Components: 1) Gap factor - gap size as % of ATR (larger gaps = higher trend probability), 2) OR factor - OR size relative to average (tighter = higher expansion probability), 3) IB factor - Initial Balance (first hour) breakout with volume, 4) Volume factor - first 30-min volume vs average, 5) Global factor - alignment with overnight ES/NQ futures and European/Asian markets. Weight each component based on historical predictive power. Backtest to find optimal thresholds. Score range 0-100; trade aggressively when score >70, cautiously when 40-70, avoid when <40.
Confirming patterns: 1) Cumulative delta trending in the trade direction throughout the session, 2) Aggressive buying/selling (market orders hitting the ask/bid) on breakouts, 3) Large institutional prints (100+ contracts) appearing in the trend direction, 4) Absorption at key levels - buying support despite selling pressure in uptrends, 5) Decreasing selling pressure on pullbacks.
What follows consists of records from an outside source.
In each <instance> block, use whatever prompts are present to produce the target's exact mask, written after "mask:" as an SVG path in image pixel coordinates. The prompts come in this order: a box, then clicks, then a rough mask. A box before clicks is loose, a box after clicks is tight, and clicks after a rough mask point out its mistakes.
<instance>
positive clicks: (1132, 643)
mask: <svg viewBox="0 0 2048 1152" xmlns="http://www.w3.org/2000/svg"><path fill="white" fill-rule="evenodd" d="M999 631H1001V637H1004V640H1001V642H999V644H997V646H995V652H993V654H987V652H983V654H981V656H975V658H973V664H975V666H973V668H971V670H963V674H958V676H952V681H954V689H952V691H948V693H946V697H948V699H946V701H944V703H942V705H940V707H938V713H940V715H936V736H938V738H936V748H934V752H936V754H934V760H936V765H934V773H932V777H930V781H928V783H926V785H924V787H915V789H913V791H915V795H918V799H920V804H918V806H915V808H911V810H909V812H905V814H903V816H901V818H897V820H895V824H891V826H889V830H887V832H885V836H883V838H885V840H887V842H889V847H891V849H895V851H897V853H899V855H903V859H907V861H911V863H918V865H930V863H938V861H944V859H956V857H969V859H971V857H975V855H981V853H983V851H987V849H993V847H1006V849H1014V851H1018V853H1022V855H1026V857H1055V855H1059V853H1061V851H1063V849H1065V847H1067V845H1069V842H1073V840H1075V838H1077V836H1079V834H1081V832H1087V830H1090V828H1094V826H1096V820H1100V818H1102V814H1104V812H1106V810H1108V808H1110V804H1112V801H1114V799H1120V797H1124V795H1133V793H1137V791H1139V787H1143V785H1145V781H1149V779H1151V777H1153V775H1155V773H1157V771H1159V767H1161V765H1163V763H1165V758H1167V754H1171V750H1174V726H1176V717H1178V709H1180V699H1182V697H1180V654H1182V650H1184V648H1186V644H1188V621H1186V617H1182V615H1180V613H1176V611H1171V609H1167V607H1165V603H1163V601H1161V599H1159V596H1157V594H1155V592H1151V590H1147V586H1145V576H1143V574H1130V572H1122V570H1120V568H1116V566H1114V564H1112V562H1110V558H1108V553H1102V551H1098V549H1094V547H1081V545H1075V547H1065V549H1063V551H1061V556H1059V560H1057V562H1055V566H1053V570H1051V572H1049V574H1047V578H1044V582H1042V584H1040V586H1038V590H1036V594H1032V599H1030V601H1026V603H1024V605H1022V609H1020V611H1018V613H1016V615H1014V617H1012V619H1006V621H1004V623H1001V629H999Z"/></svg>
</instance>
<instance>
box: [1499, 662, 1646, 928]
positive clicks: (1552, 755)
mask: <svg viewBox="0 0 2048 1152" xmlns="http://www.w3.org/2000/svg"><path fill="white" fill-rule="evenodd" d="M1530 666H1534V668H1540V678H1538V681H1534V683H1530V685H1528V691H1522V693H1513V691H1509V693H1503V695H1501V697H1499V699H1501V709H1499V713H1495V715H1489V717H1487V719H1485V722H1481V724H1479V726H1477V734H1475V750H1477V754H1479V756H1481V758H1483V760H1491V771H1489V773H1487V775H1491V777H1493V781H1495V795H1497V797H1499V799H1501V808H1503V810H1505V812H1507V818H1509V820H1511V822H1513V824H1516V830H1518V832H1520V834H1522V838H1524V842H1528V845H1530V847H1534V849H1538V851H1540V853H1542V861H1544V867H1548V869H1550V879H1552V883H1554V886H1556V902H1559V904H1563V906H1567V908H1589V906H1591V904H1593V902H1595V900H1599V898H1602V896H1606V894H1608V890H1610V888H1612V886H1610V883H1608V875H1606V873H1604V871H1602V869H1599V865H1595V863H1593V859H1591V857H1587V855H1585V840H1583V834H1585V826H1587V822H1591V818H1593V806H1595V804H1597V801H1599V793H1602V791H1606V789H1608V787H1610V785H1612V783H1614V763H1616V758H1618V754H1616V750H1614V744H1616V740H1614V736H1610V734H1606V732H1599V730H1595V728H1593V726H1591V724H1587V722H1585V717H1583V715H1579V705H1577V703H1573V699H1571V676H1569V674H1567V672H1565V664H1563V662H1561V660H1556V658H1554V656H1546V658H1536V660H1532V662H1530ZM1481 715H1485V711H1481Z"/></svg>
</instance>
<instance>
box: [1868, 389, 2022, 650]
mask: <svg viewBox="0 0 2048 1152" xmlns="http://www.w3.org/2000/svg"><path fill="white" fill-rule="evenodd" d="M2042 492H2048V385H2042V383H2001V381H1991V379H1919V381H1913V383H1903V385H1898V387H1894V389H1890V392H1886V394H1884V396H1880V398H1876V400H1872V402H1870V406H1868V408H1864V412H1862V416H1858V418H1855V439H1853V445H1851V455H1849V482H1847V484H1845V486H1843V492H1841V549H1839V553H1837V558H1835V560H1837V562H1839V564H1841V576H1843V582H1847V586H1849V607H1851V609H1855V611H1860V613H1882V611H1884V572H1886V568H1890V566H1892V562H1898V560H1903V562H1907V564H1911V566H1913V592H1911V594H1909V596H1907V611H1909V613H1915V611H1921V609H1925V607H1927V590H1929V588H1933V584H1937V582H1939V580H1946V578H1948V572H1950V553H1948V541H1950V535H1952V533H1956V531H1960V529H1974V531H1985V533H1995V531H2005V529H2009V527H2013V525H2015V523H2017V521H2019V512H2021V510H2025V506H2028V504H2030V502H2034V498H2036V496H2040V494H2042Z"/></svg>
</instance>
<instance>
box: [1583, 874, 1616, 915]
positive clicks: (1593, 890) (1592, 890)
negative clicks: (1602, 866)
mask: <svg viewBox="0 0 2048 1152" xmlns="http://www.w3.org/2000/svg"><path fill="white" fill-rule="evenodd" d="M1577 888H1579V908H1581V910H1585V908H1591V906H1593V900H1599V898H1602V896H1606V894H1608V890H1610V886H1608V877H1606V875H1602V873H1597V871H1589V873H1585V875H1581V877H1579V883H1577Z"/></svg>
Warning patterns: delta flattening, large prints in the opposite direction, absorption failing, aggressive flow reversing. Order flow provides a 5-10 minute lead time over price for exhaustion signals.
Optimization process: 1) Start with robust, simple rules (ORB + volume), 2) Backtest across 2+ years of data, 3) Walk-forward analysis - optimize on 70% of data, test on 30%, repeat, 4) Parameter sensitivity testing - ensure profitability across a parameter range, not just at the optimal point, 5) Regime testing - test separately on trending vs ranging market periods, high vs low volatility, 6) Include realistic slippage and costs, 7) Out-of-sample testing on the most recent 6 months. Avoid overfitting by keeping parameters few and robust. Re-optimize quarterly.
Regime change indicators: 1) Rolling win rate dropping below 40% over 30+ trades, 2) Average winning trade size shrinking (trend days producing smaller moves), 3) ORB breakout failure rate increasing above 60%, 4) VIX regime shift - very low VIX (<12) often produces range days; a VIX spike disrupts normal patterns, 5) Market structure change - increasing algo participation can affect ORB dynamics. Response: reduce position size initially, pause if degradation continues, backtest recent data for pattern changes, adapt or wait for a favorable regime to return.
Essential controls: 1) Daily loss limit - stop trading after losing 3% of capital in a single day, 2) Position correlation monitoring - don't stack correlated positions, 3) Maximum concurrent positions (2-3), 4) Weekly loss limit - if the week is down 5%, reduce size or pause, 5) Drawdown-based sizing - reduce position size during drawdowns, 6) Time-of-day exposure - avoid heavy exposure during low-liquidity periods, 7) System performance monitoring - track win rate, R:R, and profit factor in real-time. Automated enforcement where possible - don't rely on discipline during drawdowns.